もとは関東の食べ物であったはずのおでんは、関西に伝わって、味覚の肥えた大阪人や京都人の舌によって育てられて広まり、日常的な食べ物として定着していった。
そして、関西で特有の発達を遂げたおでんが今度は逆に関東へと伝えられ、今ではいわゆる「関西風おでん」がおでんの主流となっている。
私が東京にいるときに好んで通っているおでん屋も、塩や薄口醤油ベースの関西風味の店が多い。しかしながら、関西風おでんはやはり現地で味わうべきと、毎年、最低1回は必ず大阪などへおでんを食べに行くことにしている。
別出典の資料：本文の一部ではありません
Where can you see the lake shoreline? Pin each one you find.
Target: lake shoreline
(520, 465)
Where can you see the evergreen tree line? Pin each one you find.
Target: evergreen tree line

大阪ミナミは道頓堀の繁華街のはずれ、日本橋の近くにひっそりと店を構えているのが、おでん屋「よかろ」である。店のまわりは薄暗いホテル街で、いかにも場末のおでん屋という体で赤ちょうちんを灯している。引き戸を開けて中へ入ると、おでん鍋から立ち昇る湯気と客同士の静かな会話が、ほのぼのとした雰囲気を醸し出している。カウンター10席ほどと申し訳程度のテーブル席、それに奥座敷が4人分ほどの小さな店である。
カウンターの一番端の席に座り、さっそくビールとおでんを注文する。例によってロールキャベツとダイコン、あとはヒロウス、ユバ、高野ドウフ、ハンペンなどを食べる。ロールキャベツは手づくりらしく、爪楊枝でキャベツが留められている。爪楊枝をはずして一口食べてみると、挽き肉の味わいが口の中いっぱいに広がっておいしい。その他のおでん種もだし汁がしっかりとしみ込んでいてよい味である。おでんの具の種類が豊富で、ニンジン、サツマイモ、カボチャなどあまりおでん種として見かけないものも鍋に入っている。
次に、この店の名物「ドテ焼き」を注文する。白味噌で煮込んだスジ肉だが、肉の旨みと味噌の甘みが調和していてとてもおいしい。
お酒は、熊本の「美少年」を置いている。ビールを1本飲んだあとは、この日本酒を燗で飲む。すっきりとした味わいで、おでんとの相性もまずまずだった。
おでんの具と同じく客層も多彩な店である。サラリーマン、若い女性グループ、カップル、これから出勤の水商売とおぼしき女性など。テイクアウトでおでんを買いに来た客もいた。
こうして様々な人々に親しまれているのも、家庭的な雰囲気のためだろうか。この日この店を切り盛りしていたのは、親子とおぼしき二人の男。店内に飾ってある写真から、他に女将さんが店に出ることもあるらしい。
いずれにしても、人情の街大阪で、こんな家庭的なおでん屋にめぐり合えたのも何かの縁なのだろう。